Cette fois Trobriand prétendit que Le Martin était un brick de guerre brésilien, le Correo de Maragnan, pris par un corsaire de Buenos Aires qui vint à Saint Eustache (Statia) pour le vendre. C’est là qu’il fut confisqué par le gouverneur de Hollande puis acheté par la maison Bourrinet et Beauclair. On voit que le plaignant n’était pas à cours d’imagination pour trouver un sens à cette accumulation de détails contradictoires. Les membres de la commission qualifièrent de « pure fable » cette tentative d’explication.

Bien entendu elle considéra que le capitaine de frégate Dupuy, alors spécialement chargé de surveiller les mouvements de tous les navires soupçonnés de piraterie ou de traite, avait agi à bon droit. Elle releva que si Trobriand avait éprouvé des dommages il ne devait les imputer qu’à lui seul, ceux-ci étant la conséquence de ses contraventions à la loi. Elle conclut en estimant qu’il n’y avait pas lieu de prendre sa plainte en considération. Elle suggéra même que des mesures pourraient être prises à son encontre « pour que soient exécutées les lois du Royaume ». On peut encore noter cet attendu « faut-il ajouter que dans sa lettre du 22 novembre 1830 le sieur de Trobriand déclarant que depuis la loi d’avril 1829 il a renoncé à la traite des nègres reconnaît bien explicitement que avant cette loi (...) il se livrait à cet infâme trafic ».

Une page d’une histoire sombre devait être tournée et une pratique, qui quelques années plus tôt n’avait rien de répréhensible si ce n’est de honteux (ne dit-on pas que le propre père de Chateaubriand se livra au commerce triangulaire) devait être éradiquée.

Restait l’esclavage.
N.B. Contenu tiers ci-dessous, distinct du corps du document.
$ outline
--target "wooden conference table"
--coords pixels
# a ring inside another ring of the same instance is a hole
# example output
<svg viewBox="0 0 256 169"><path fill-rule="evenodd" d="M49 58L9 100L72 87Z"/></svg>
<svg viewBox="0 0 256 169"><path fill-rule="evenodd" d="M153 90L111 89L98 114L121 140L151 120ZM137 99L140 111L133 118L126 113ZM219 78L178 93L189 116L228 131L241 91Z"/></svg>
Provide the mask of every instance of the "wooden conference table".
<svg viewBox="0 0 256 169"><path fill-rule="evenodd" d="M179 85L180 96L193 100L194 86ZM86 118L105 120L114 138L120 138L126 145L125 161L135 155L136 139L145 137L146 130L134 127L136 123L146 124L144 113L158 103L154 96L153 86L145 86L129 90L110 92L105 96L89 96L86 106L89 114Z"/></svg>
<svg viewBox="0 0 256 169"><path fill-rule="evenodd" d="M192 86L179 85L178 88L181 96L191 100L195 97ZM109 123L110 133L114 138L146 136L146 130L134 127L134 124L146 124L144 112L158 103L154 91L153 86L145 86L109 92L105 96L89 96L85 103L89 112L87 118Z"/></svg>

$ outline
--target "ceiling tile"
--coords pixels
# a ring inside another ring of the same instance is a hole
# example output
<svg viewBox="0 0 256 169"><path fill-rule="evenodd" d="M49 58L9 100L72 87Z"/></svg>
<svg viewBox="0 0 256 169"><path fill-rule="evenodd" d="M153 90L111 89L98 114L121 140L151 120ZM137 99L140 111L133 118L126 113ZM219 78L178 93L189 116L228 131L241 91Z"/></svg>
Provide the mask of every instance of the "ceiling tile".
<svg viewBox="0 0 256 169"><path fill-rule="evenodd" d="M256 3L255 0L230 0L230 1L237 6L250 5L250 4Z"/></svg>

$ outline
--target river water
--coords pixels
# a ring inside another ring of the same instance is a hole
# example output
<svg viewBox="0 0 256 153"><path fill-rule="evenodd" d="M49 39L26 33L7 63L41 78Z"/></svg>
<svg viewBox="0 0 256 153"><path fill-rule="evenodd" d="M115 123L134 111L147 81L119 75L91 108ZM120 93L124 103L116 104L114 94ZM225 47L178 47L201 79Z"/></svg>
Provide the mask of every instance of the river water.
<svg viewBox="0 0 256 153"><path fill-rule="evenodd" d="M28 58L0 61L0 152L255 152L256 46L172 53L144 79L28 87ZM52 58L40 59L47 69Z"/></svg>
On connaît les étapes de son abolition en occident. En 1848 dans les colonies de la France, en 1865 aux Etats-Unis, en 1886 à Cuba et en 1888 au Brésil. Le général de Trobriand, comme nous l’avons vu, contribua brillamment au succès de la cause abolitionniste même si, comme il l’affirma lui-même (ne se différenciant pas en cela de nombreux américains de souche combattant dans les rangs nordistes), ce n’était qu’un motif accessoire, secondaire (David Delpech : « Régis de Trobriand, de l’aristocrate français au citoyen américain » in « courrier de la guerre d’Amérique » n°50). La raison essentielle du combat en était le maintien de l’intégrité nationale, la sauvegarde de l’Union, la survie de ses institutions.